Cambio ancora canale, questa volta RAI-Storia: un documento raccapricciante sulla guerra d’Etiopia. Ma non erano bastate le abissali spese sostenute nella prima Guerra mondiale, che avevano ridotto la maggior parte del popolo italiano alla miseria e alla fame? Bisognava anche andarci a intrufolare negli affari di un popolo d’oltre mare? Bastò un paio di incidenti di frontiera, quelli di Gondar e di Ual Ual, ad accendere la miccia per innescare un apparato esplosivo da lungo tempo coltivato nella pianificazione aggressiva della politica militarista italiana. Pretesti di questo peso, detto fra parentesi, porteranno ad altri successivi conflitti: Francia, Grecia, Albania, Russia, sempre e comunque di tono aggressivo-invasivo.

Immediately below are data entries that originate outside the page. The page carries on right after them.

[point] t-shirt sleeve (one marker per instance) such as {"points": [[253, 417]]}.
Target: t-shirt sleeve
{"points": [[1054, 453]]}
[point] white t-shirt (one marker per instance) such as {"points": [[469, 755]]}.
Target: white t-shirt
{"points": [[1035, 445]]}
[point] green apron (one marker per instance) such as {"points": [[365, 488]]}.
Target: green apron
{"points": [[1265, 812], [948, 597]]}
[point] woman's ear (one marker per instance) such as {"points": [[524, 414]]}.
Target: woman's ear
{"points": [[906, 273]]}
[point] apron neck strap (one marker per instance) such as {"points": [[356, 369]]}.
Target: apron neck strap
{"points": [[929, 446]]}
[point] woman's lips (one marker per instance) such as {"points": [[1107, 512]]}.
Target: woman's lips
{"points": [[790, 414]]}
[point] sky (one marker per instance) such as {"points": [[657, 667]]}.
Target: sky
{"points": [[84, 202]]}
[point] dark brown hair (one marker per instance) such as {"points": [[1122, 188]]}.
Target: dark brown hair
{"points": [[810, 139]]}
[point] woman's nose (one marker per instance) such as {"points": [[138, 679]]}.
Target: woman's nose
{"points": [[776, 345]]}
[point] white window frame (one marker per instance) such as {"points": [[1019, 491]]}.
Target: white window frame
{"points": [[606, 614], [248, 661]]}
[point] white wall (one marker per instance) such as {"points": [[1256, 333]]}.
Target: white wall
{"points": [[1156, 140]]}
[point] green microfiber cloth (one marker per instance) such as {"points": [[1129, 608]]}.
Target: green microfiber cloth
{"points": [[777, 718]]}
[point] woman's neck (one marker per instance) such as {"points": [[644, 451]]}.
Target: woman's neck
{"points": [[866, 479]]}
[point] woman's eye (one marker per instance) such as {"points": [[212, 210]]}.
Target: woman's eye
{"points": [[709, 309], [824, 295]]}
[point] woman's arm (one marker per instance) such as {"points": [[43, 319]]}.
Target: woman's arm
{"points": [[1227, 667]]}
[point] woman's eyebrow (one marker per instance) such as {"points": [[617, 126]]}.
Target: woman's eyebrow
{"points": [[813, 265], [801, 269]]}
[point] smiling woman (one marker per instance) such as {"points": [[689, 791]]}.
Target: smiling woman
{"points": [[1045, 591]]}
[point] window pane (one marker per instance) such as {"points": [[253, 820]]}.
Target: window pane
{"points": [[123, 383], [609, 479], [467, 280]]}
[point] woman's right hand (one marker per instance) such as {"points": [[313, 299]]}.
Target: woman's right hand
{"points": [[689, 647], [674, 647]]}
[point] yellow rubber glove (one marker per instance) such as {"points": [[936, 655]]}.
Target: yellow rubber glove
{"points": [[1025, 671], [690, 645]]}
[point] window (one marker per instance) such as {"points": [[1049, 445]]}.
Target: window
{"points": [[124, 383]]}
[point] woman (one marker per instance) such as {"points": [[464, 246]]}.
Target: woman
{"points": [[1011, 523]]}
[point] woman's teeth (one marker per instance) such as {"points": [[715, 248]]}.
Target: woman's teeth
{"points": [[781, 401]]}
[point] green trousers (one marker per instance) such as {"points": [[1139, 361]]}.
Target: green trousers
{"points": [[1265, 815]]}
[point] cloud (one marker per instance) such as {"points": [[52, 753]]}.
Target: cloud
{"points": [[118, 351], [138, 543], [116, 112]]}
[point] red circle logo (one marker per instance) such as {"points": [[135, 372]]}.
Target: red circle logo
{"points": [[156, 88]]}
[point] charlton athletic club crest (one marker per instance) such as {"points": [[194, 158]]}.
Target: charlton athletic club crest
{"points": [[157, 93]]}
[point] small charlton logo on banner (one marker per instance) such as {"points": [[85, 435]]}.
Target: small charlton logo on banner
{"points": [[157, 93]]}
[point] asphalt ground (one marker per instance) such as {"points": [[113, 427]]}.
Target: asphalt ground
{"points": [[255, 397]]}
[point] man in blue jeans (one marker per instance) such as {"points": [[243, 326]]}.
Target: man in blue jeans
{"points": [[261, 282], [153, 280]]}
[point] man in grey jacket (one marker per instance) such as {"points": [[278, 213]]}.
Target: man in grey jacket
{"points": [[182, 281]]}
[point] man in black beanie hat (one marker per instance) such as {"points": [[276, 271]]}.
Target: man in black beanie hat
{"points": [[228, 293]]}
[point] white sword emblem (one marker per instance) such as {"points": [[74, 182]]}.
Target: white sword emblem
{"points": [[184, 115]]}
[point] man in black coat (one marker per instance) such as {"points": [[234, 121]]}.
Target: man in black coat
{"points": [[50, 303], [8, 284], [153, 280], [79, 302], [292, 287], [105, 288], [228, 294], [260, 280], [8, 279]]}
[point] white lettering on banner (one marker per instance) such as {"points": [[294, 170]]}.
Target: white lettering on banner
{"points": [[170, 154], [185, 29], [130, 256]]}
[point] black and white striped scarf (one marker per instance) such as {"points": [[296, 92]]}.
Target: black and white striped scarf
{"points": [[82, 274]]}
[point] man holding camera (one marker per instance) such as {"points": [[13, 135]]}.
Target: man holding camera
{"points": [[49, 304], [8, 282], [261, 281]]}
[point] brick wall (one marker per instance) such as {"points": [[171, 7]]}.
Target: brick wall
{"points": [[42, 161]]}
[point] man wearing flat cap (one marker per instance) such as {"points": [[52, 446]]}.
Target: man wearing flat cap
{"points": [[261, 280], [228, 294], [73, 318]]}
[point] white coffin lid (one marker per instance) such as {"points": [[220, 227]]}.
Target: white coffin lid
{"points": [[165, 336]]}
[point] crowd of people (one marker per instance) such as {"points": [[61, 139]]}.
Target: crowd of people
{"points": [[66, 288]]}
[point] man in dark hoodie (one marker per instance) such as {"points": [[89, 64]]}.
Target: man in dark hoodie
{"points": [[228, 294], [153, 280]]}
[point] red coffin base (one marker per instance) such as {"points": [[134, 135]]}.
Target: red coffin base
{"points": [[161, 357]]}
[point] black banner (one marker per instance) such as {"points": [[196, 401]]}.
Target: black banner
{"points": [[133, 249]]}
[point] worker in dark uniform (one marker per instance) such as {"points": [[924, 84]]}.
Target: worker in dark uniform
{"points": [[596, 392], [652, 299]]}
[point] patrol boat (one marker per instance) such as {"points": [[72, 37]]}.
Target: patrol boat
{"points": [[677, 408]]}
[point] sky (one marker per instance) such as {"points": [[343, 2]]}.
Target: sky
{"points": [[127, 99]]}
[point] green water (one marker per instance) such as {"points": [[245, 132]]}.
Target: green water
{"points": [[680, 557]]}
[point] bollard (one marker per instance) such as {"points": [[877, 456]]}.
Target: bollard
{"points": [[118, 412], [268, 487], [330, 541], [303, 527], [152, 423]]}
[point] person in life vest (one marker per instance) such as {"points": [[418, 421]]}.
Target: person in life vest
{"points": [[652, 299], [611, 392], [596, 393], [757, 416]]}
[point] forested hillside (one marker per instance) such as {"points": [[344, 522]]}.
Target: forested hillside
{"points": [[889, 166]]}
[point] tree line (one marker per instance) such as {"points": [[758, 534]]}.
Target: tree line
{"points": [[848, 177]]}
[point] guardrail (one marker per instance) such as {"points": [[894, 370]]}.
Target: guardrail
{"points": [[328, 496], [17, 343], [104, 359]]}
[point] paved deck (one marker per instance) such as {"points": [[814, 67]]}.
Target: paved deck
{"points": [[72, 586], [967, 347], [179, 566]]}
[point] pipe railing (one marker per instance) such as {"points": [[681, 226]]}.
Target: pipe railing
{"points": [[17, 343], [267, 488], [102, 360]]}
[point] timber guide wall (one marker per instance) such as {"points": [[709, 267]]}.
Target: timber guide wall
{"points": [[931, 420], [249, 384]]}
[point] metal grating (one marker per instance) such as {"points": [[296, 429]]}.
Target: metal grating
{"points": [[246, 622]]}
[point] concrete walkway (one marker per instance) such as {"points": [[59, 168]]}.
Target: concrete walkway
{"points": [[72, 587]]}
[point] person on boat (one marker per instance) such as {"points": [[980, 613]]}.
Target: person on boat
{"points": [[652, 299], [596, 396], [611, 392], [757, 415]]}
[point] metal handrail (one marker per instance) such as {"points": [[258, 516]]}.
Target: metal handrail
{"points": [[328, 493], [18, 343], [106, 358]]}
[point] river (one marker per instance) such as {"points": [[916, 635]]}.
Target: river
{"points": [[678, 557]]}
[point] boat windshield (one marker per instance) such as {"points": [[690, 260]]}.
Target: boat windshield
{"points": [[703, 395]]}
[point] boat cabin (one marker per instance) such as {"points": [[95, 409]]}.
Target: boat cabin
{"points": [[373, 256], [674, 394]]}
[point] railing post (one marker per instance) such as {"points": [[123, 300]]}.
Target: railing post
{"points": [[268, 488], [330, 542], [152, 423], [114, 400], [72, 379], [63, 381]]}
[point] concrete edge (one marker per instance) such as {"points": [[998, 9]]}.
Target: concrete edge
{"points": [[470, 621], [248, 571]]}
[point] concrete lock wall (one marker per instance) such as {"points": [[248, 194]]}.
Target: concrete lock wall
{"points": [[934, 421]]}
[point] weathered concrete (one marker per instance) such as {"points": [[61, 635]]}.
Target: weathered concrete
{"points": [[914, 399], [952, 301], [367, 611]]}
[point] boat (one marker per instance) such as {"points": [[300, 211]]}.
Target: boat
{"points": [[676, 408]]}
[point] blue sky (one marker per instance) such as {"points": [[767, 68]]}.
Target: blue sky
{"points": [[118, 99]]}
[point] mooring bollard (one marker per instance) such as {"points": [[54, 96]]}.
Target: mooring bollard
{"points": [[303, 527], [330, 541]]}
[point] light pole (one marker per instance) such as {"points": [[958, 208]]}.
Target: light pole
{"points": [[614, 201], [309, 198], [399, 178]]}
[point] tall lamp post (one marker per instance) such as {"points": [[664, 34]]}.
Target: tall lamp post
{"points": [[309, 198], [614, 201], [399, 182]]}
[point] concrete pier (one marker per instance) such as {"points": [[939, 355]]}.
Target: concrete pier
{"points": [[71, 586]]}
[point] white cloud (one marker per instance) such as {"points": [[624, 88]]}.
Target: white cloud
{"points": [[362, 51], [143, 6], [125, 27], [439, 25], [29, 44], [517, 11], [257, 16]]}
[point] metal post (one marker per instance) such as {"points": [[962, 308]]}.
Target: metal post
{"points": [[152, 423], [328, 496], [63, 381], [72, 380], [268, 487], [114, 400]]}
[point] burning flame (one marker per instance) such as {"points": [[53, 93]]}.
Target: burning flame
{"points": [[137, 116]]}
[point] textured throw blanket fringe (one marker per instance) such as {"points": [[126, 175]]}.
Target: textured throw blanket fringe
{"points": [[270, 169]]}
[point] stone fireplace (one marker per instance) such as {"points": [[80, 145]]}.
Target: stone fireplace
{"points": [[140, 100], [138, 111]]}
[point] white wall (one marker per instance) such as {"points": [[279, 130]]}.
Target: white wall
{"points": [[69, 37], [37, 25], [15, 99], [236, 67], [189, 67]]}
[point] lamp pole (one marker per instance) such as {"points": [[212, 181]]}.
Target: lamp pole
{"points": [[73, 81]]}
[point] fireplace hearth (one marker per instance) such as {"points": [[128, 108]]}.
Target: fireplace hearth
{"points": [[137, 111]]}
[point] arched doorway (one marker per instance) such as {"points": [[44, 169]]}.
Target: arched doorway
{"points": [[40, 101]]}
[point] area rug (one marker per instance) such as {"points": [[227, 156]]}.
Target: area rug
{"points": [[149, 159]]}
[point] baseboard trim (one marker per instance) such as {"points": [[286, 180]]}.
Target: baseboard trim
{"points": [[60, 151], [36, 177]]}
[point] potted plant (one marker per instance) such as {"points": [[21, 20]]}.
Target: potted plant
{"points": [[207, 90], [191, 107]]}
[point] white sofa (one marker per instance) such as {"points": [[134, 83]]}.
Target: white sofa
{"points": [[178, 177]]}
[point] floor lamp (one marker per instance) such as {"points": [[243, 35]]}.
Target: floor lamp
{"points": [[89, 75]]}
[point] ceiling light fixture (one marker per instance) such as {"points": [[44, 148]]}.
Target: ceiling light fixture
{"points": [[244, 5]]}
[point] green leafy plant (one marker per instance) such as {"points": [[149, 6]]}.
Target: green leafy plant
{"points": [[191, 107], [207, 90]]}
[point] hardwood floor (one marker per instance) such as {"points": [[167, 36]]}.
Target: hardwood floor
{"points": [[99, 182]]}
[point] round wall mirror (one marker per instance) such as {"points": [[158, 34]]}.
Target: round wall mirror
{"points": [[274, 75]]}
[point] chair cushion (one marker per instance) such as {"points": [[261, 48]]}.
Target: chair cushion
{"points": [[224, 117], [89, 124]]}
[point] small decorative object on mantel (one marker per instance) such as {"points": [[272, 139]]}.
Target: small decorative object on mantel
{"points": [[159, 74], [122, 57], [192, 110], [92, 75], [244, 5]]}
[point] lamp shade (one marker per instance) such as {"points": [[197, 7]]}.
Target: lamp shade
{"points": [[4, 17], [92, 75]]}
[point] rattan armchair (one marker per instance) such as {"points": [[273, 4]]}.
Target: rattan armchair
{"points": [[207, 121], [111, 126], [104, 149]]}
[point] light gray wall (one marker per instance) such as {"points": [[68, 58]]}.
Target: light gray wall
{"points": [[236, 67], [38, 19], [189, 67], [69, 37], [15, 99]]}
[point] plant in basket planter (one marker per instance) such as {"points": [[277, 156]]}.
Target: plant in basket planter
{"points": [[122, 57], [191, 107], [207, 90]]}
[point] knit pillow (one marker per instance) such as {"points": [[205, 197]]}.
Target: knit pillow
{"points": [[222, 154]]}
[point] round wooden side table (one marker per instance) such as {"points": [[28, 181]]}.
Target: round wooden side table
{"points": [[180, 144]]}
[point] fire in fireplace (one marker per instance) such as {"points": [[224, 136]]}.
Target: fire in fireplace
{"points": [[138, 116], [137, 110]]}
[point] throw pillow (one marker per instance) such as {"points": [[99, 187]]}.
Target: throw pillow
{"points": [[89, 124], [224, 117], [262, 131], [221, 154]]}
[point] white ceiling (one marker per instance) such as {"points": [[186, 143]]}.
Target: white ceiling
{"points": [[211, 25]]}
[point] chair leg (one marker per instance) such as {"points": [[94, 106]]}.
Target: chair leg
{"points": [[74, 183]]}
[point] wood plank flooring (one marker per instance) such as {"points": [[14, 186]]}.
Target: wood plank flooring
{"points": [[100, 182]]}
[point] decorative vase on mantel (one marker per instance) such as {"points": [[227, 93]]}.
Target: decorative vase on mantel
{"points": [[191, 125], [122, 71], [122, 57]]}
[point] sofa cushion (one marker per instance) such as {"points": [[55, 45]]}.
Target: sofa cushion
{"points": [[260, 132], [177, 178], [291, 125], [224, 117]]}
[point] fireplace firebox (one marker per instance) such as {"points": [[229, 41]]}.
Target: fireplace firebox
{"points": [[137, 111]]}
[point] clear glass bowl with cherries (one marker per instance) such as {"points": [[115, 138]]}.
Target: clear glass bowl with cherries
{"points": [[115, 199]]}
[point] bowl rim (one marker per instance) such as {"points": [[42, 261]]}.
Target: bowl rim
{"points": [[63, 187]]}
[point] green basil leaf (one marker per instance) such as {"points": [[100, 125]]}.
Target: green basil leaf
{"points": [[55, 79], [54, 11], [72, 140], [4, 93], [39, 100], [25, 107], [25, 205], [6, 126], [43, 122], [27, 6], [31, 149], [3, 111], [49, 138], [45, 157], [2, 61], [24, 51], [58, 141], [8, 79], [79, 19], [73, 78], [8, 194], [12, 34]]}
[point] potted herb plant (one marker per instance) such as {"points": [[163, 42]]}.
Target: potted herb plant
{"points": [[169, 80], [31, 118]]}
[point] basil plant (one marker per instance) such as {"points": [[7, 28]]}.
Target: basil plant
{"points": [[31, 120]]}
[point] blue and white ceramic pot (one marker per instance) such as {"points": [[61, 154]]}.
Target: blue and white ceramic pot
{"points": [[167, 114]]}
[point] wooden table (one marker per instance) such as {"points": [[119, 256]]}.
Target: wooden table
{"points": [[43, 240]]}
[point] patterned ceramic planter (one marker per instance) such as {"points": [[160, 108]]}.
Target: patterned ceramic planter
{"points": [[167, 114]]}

Chiusa la parentesi, torniamo alle contraddizioni e alle sofferenze subite dai popoli inermi – parlo di bambini, donne, vecchi e malati – e mi riporto a quel documentario sul conflitto nell’Africa Orientale; mi colpisce, da subito, il costo sostenuto dalla nostra Nazione nel periodo dal 1935 al 1937, ossia 40 miliardi di lire, una cifra per quei tempi veramente da capogiro. E penso, visto che quella somma l’avevano a disposizione e la usarono, che l’avrebbero invece potuta impiegare in Patria per imprimere crescita economica, culturale, sociale al nostro vivere; penso, dicevo, a quale infimo livello di ragione si fosse giunti per decidere di utilizzarla allo scopo di uccidere e far penare tante persone coinvolte loro malgrado. L’aggressività dei nostri Comandi mise in mostra tutta la perversione di cui era intrisa colpendo anche chi stava e voleva sicuramente starsene fuori dalle logiche diaboliche della guerra.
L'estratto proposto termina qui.